Which begs a question: Why did crafts of all kinds, including those of fine stringed instrument makers, tend to run in families?
The answer is multifaceted but rooted in the economic and cultural structures of that time. Guilds and apprenticeships were serious business, favoring sons who aspired to their fathers’ trades. Cultural conditions also favored families staying in the same professions. The value of artisanship meant that something like violinmaking was a calling, placed far above simply having a vocation. Surprising to some, the fact that a formal education was a rarity meant that learning for the most part happened within families and their professions. Technological advancements were slow then, further making it likely that the methods devised by fathers and grandfathers were just as meaningful to the sons and grandsons.
And so it worked for the Micheli, da Salo, and Maggini families.

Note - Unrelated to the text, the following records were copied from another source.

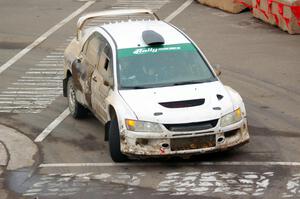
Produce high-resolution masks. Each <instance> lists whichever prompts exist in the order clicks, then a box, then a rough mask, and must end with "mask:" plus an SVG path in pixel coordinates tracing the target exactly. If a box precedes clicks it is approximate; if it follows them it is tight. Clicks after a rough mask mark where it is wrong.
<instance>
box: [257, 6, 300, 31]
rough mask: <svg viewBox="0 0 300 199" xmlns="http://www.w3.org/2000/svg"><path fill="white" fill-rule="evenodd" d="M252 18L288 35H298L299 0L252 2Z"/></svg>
mask: <svg viewBox="0 0 300 199" xmlns="http://www.w3.org/2000/svg"><path fill="white" fill-rule="evenodd" d="M252 6H253V16H254V17H256V18H259V19H261V20H263V21H265V22H267V23H270V24H272V25H276V26H278V27H280V28H281V29H282V30H284V31H287V32H288V33H290V34H299V33H300V0H252Z"/></svg>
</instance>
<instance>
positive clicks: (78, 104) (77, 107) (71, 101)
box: [67, 77, 88, 119]
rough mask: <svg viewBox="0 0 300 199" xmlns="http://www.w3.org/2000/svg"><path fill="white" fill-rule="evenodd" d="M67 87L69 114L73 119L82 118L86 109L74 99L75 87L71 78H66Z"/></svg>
mask: <svg viewBox="0 0 300 199" xmlns="http://www.w3.org/2000/svg"><path fill="white" fill-rule="evenodd" d="M67 85H68V87H67V98H68V106H69V110H70V113H71V115H72V116H73V118H75V119H79V118H83V117H85V116H86V115H87V112H88V111H87V109H86V108H85V107H84V106H82V105H81V104H80V103H79V102H78V101H77V99H76V95H75V88H74V83H73V78H72V77H69V78H68V84H67Z"/></svg>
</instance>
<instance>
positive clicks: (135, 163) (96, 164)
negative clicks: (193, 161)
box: [39, 161, 300, 168]
mask: <svg viewBox="0 0 300 199" xmlns="http://www.w3.org/2000/svg"><path fill="white" fill-rule="evenodd" d="M162 165H167V166H170V165H176V166H289V167H300V162H237V161H233V162H229V161H228V162H226V161H221V162H181V163H151V162H142V163H139V162H135V163H113V162H112V163H110V162H104V163H48V164H40V165H39V167H40V168H51V167H113V166H115V167H117V166H126V167H127V166H132V167H137V166H162Z"/></svg>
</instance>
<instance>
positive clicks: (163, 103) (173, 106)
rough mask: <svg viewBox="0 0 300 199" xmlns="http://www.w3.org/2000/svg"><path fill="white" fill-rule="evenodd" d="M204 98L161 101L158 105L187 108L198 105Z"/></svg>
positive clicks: (201, 101) (201, 102) (200, 102)
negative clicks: (189, 99) (176, 100)
mask: <svg viewBox="0 0 300 199" xmlns="http://www.w3.org/2000/svg"><path fill="white" fill-rule="evenodd" d="M204 102H205V99H194V100H185V101H175V102H161V103H159V104H160V105H162V106H164V107H166V108H187V107H193V106H200V105H202V104H204Z"/></svg>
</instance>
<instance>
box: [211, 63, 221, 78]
mask: <svg viewBox="0 0 300 199" xmlns="http://www.w3.org/2000/svg"><path fill="white" fill-rule="evenodd" d="M212 67H213V69H214V71H215V73H216V75H217V76H220V75H221V73H222V71H221V66H220V65H219V64H215V65H213V66H212Z"/></svg>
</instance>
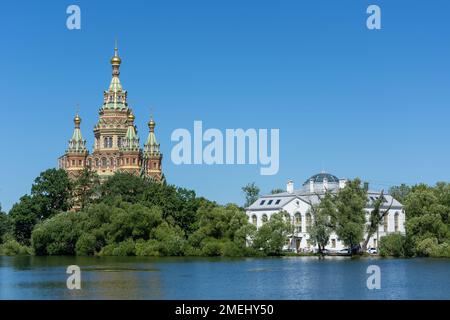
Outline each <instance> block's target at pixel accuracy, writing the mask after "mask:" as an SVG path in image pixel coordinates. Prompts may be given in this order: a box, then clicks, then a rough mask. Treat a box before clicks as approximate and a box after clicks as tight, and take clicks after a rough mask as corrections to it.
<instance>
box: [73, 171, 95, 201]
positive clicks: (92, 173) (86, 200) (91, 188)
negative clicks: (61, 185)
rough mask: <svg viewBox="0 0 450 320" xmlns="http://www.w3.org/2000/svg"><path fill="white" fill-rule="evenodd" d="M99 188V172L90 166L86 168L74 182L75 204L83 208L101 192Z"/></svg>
mask: <svg viewBox="0 0 450 320" xmlns="http://www.w3.org/2000/svg"><path fill="white" fill-rule="evenodd" d="M99 189H100V179H99V177H98V175H97V173H96V172H95V171H93V170H91V169H89V168H85V169H84V170H83V171H82V172H81V174H80V176H79V177H78V178H77V179H76V180H75V181H74V183H73V189H72V196H73V202H74V204H75V205H78V206H79V207H80V208H81V210H83V209H84V208H85V207H87V206H88V205H89V204H91V203H92V202H93V200H94V198H95V197H96V196H97V195H98V193H99V192H100V191H99Z"/></svg>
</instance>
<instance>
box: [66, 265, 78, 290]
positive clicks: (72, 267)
mask: <svg viewBox="0 0 450 320" xmlns="http://www.w3.org/2000/svg"><path fill="white" fill-rule="evenodd" d="M66 273H67V274H70V276H69V277H68V278H67V282H66V285H67V289H69V290H80V289H81V270H80V267H79V266H75V265H73V266H68V267H67V271H66Z"/></svg>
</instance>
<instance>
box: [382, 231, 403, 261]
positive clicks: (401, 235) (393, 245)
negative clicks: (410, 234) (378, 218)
mask: <svg viewBox="0 0 450 320" xmlns="http://www.w3.org/2000/svg"><path fill="white" fill-rule="evenodd" d="M379 251H380V255H381V256H383V257H386V256H392V257H407V256H409V255H410V253H409V251H408V248H407V239H406V237H405V236H404V235H402V234H400V233H393V234H389V235H387V236H384V237H382V238H381V239H380V244H379Z"/></svg>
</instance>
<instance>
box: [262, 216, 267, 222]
mask: <svg viewBox="0 0 450 320" xmlns="http://www.w3.org/2000/svg"><path fill="white" fill-rule="evenodd" d="M267 220H268V219H267V214H263V216H262V222H263V223H266V222H267Z"/></svg>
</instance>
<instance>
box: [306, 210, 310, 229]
mask: <svg viewBox="0 0 450 320" xmlns="http://www.w3.org/2000/svg"><path fill="white" fill-rule="evenodd" d="M310 228H311V213H307V214H306V232H309V229H310Z"/></svg>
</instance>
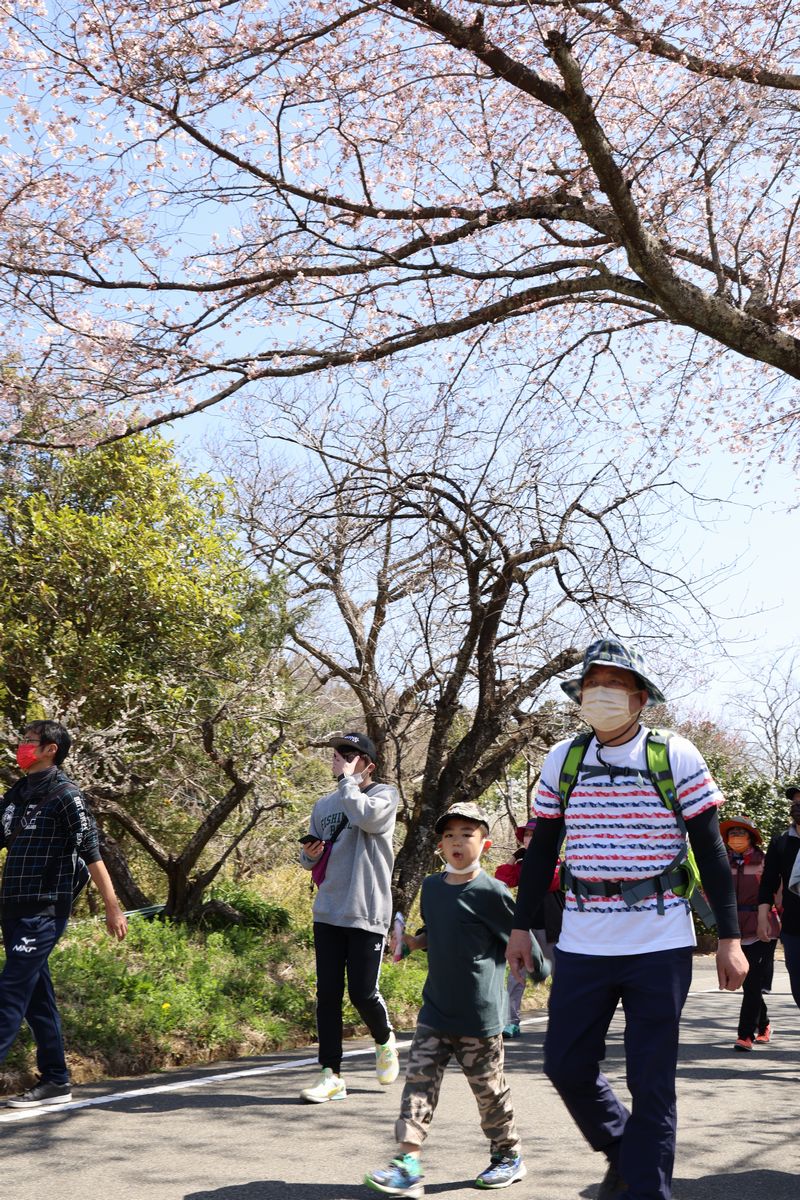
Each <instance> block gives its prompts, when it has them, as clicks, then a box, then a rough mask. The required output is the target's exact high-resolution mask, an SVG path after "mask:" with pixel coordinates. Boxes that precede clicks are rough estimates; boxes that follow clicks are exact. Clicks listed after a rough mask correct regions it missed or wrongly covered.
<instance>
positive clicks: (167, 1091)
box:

The Michelis are somewhat confusing in that there were two sets of Micheli luthiers who by public records seem not to have been related. Zanetto Micheli (1489-1560) began their dynasty in Brescia, where his violins, viols, and bows were sold to the nobles of that town. His son, Pellegrino Micheli da Montechiaro, also made violas, violones, liras, double basses, and ceteras in addition to violins. The “other Michelis” came 300 years later.

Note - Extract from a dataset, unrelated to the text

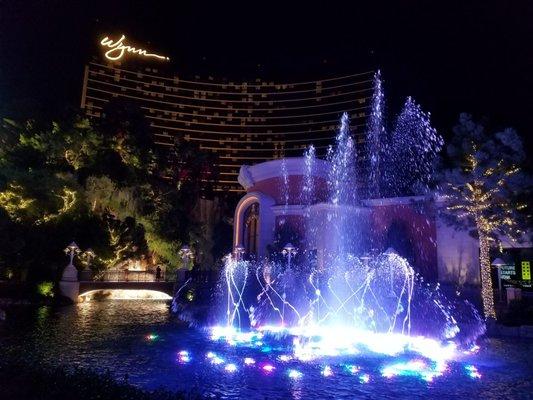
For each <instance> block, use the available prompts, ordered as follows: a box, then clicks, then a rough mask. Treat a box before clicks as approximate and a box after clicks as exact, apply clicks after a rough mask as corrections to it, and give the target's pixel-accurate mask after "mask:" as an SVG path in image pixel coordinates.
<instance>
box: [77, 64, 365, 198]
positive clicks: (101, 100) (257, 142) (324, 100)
mask: <svg viewBox="0 0 533 400" xmlns="http://www.w3.org/2000/svg"><path fill="white" fill-rule="evenodd" d="M147 64H149V63H142V64H134V63H129V62H128V63H123V62H122V61H114V62H110V61H108V60H105V61H102V59H99V60H96V59H95V60H94V61H93V62H90V63H89V64H88V65H86V67H85V74H84V79H83V91H82V98H81V107H82V109H83V110H84V111H85V113H86V114H87V115H88V116H90V117H93V118H100V117H102V114H103V110H104V107H105V106H106V104H107V103H109V102H110V101H114V100H126V101H128V102H133V103H135V104H137V105H138V107H139V108H140V109H141V110H142V112H143V113H144V116H145V117H146V119H147V121H148V123H149V125H150V126H151V129H152V133H153V136H154V141H155V143H156V144H158V145H161V146H172V145H173V143H174V141H175V140H176V139H181V140H186V141H190V142H194V143H196V144H197V145H198V146H199V148H200V149H201V150H204V151H208V152H213V153H214V154H215V156H216V159H217V163H218V165H217V166H216V167H217V168H218V174H217V175H218V180H217V181H216V182H214V190H215V191H234V192H242V191H243V188H242V186H241V185H239V183H238V181H237V177H238V175H239V168H240V167H241V165H244V164H249V165H253V164H257V163H261V162H264V161H268V160H272V159H276V158H281V157H296V156H301V155H302V153H303V151H304V149H305V148H306V147H307V146H308V145H310V144H313V145H314V146H315V147H316V150H317V155H318V156H324V155H325V153H326V151H327V147H328V146H329V145H330V144H331V143H332V141H333V139H334V137H335V133H336V132H335V131H336V128H337V125H338V122H339V118H340V116H341V114H342V113H343V112H347V113H348V114H349V115H350V119H351V128H352V133H353V135H354V138H355V139H356V142H357V143H359V144H362V143H364V140H365V137H364V133H365V126H366V120H367V115H368V113H369V105H370V100H371V96H372V77H373V72H371V71H370V72H364V73H359V74H352V75H346V76H338V77H327V78H324V79H320V80H314V81H306V82H291V83H275V82H267V81H264V80H261V79H256V80H255V81H252V82H234V81H227V80H222V79H221V80H216V79H214V78H213V77H210V76H208V77H205V78H201V77H199V76H194V78H192V79H191V78H190V79H182V78H181V77H179V76H177V75H174V74H172V73H171V72H169V71H168V70H169V69H170V68H169V67H168V66H167V65H163V64H164V63H158V64H159V66H158V67H157V68H156V67H154V66H153V65H150V66H147Z"/></svg>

Pellegrino Micheli was a contemporary of Gasparo da Salo (1542-1609), who also worked in Brescia. Surviving instruments show da Salo refined the violin design in shape, size, and overall construction. In fact, his designs became known as the Brescian style, which included ornate craftsmanship and a robust, powerful sound.
Da Salo’s son, Francisco, was one of five students who learned the methods of Gasparo. His work is not celebrated, but Da Salo’s nephew, Giovanni Paolo Maggini (1580-1632) began his own family tradition. Maggini’s instruments are distinguished for their tonal qualities. He incorporated some of the techniques from his uncle, but continued to improvise upon the form in his own ways, including a larger-form violin that could produce richer and more powerful sounds. His son (although there is some question on parentage), Pietro Giovanni Maggini, made violins that are less well known and valued, but they maintained the style of Giovanni Paolo Maggini.
Back to the name Micheli, Ferdinando Micheli (1822-1892) came 350 years later than Zanetto, largely working in Florence and the son of another luthier, Domenico Micheli. They are not believed to be related to Zanetto Micheli, but their instruments are considered fine and made in the style of Stradivari and Guarneri.
The guild-apprentice systems no longer have the influence on professions in Europe and elsewhere today. But craftsmanship and style still matter with fine modern violins – which to be clear are made one at a time by the hands of skilled violinmakers. Violinists understand this such that the makers and how they make their instruments still have a great effect on their value.